Monday, April 27, 2020

Why do businesses succeed...and fail?

Quick, simple answers pop right up.  But pause a moment and the simple answers just don't provide complete understanding.  The obvious answers are:

  • make money and become rich;
  • a challenge you can't refuse;
  • compete and win; 
  • see and meet a need.
The truth may be that there are as many reasons for starting a new business as there are people trying.  

Most businesses start with one common trait: each and every founder of a successful business was stubborn and a leader.

There is, however, one additional trait: perceptiveness.

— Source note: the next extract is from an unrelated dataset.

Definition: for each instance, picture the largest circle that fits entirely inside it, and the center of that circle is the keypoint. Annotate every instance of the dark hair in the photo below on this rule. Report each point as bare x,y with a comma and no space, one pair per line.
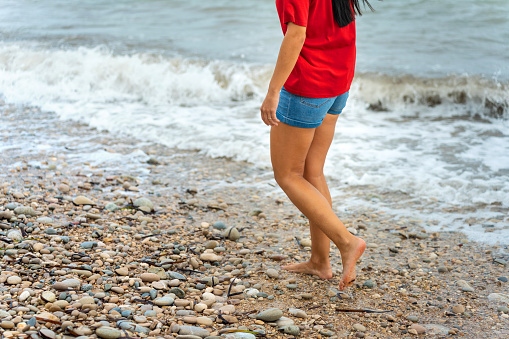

They understood and met the needs of the customer...of the marketplace.  Quality and Price always go together if there is to be success.

An study of the beginnings of any business only teach us about that...the beginning.  There have been many men who started a business and ran it successfully, only for it to fade and fail upon the death of the founder.  Why?

Many stubborn leaders don't want to delegate; it gives up control of quality and process and leaves the leader subject to mistakes and lack of drive by others and is anathema.  They don't like it; it smacks of lack of control and giving up of power.  They will make it very uncomfortable for anyone who pushes for any sort of delegation.  That stress will tend to drive all but the most subservient away...to other businesses or enterprises, leaving no one of leadership quality to continue the business upon the passing of the founder.

The businesses that survive do so because some just as stubborn subordinate refuses to be driven out and values what the business does more than a good relationship with the founder OR the founder comes to see the business not as an extension of themselves, but as having a business life and purpose of its own, and comes to appreciate nurturing it as a separate entity, welcoming others with new and different approaches.  If all at the top management level continue to respect and nurture that approach, the business will survive until that attitude fades and dies or the quality of leadership fades and dies.  Either will lead to collapse or absorption by another, successful, company.

Why be concerned with such considerations?  One major reason is as a potential investor.  You can be certain that the attitudes and quality of management, whether of a start-up or an ongoing business, are of paramount reason to a Warren Buffet and others who make their living as investors.  Whether buying stock, or investing in ownership/profits of start-ups, success depends on evaluating the motivation and talents of those at the top (or, in the case of a new business...the bottom).  As a person looking for a job, the same evaluation would be a benefit, if only to work at getting a job that would last.